Manages ssh tunneling to a batch job.

Commands:
   start: [SLURM_JOB_ARGS]
      Submit a batch job which runs a ssh server.
      The given SLURM_JOB_ARGS are passed to the batch job.

   status:
      Show the status of the tunnel batch job.

   stop:
      Cancel the running tunnel batch job.

   server:
      Start the ssh server.
      Use this from your own sbatch script to handle more advanced use cases
      which can not be handled with the 'start' command.
      The environment in which the ssh server is started is preserved and
      reused for any ssh client sessions that it starts.

   config:
      Show ssh client configuration for users computer.

   connect:
      Connect to the ssh server running inside the tunnel batch job.
      Use this with a ProxyCommand in your ssh config (on your computer).
      e.g. ProxyCommand ssh euler.ethz.ch euler-tunnel connect
      Use the 'config' command to get a full configuration example.

   wait: TIMEOUT
      Wait for the ssh server inside the tunnel job to be usable.

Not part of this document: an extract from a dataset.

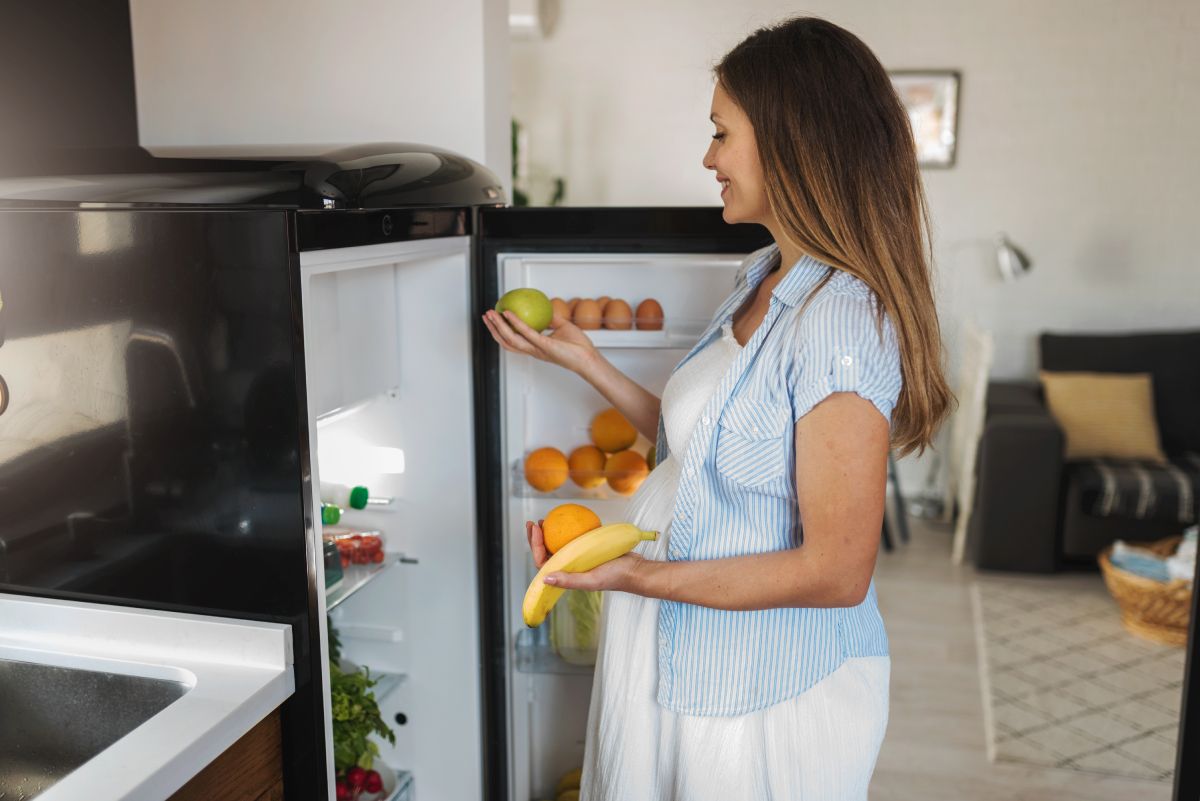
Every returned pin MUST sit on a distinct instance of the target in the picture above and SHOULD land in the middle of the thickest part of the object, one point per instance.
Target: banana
(579, 555)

   ensure: [SLURM_JOB_ARGS]
      Ensure that the tunnel job is running and usable.
      Uses an existing tunnel if available, starts a new tunnel with the
      optionally given SLURM_JOB_ARGS otherwise.
      Wait's for up to 60 seconds for the tunnel to be usable.
      If you have to wait longer, use the 'start' followed by the 'wait'
      commmand which allows you to set a custom timeout.

   reset:
      Delete all files related to euler-tunnel.
      This is safe to do, no data will be lost.
      Note that you will be prompted to re-configure your ~/.ssh/known_hosts
      file when using euler-tunnel the next time.

Options:
    -h    show this help message
    -x    run with 'set -x' set

Examples:
   # Submit tunnel batch job with default settings.
   euler-tunnel start

   # Submit tunnel batch job with custom settings.
   euler-tunnel start --time=4:00:00 --cpus-per-task=2 --mem-per-cpu=2G

   # Show the status of the tunnel batch job.
   euler-tunnel status

   # Shows you how to configure your ssh client.
   euler-tunnel config

   # Stop the tunnel batch job.
   euler-tunnel stop

   # Start the ssh server manually, e.g. from inside a sbatch script with
   # custom config and modules loaded.
   euler-tunnel server

Using euler-tunnel

The command

euler-tunnel start

needs to be run on a login node of Euler. It accepts the same options as sbatch:

euler-tunnel start --time=4:00:00 --cpus-per-task=2 --mem-per-cpu=2G

but you don't run any command with --wrap="". This will setup a batch job that you can then connect to.

As a second step, you can use the SSH client on your local computer and ssh to euler-tunnel

ssh euler-tunnel

This will create an SSH tunnel into the batch job that was started before.

Running simple commands through SSH in a remote batch job

After starting a batch job with euler-tunnel

eu-login-42:~$ euler-tunnel start
Submitted batch job 3035916
eu-login-42:~$ euler-tunnel status
             JOBID PARTITION     NAME     USER ST       TIME  NODES NODELIST(REASON)
           3035916 normal.4h euler-tu  asteven  R       0:04      1 eu-g5-047-2
eu-login-42:~$

you can run commands from your local computer through the tunnel:

eos:~% ssh euler-tunnel hostname
eu-g5-047-2
eos:~%

In this example, we run the command hostname in the batch job 3035916 that is running on the compute node eu-g5-047-2.

VSCode

If you have setup the SSH config according to the description above, then you can perform the following steps to connect VSCode to a batch job running on Euler

  • Start a batch job with euler-tunnel
  • Start VSCode on your local computer
  • Start the Remote SSH plugin
  • Select "Connect to Host..." to see the list of hosts, among which you should see euler-tunnel
  • Chose the entry and your local VSCode session will connect to the running batch job on Euler

If you loose the connection, then you can start the Remote SSH plugin again and reconnect.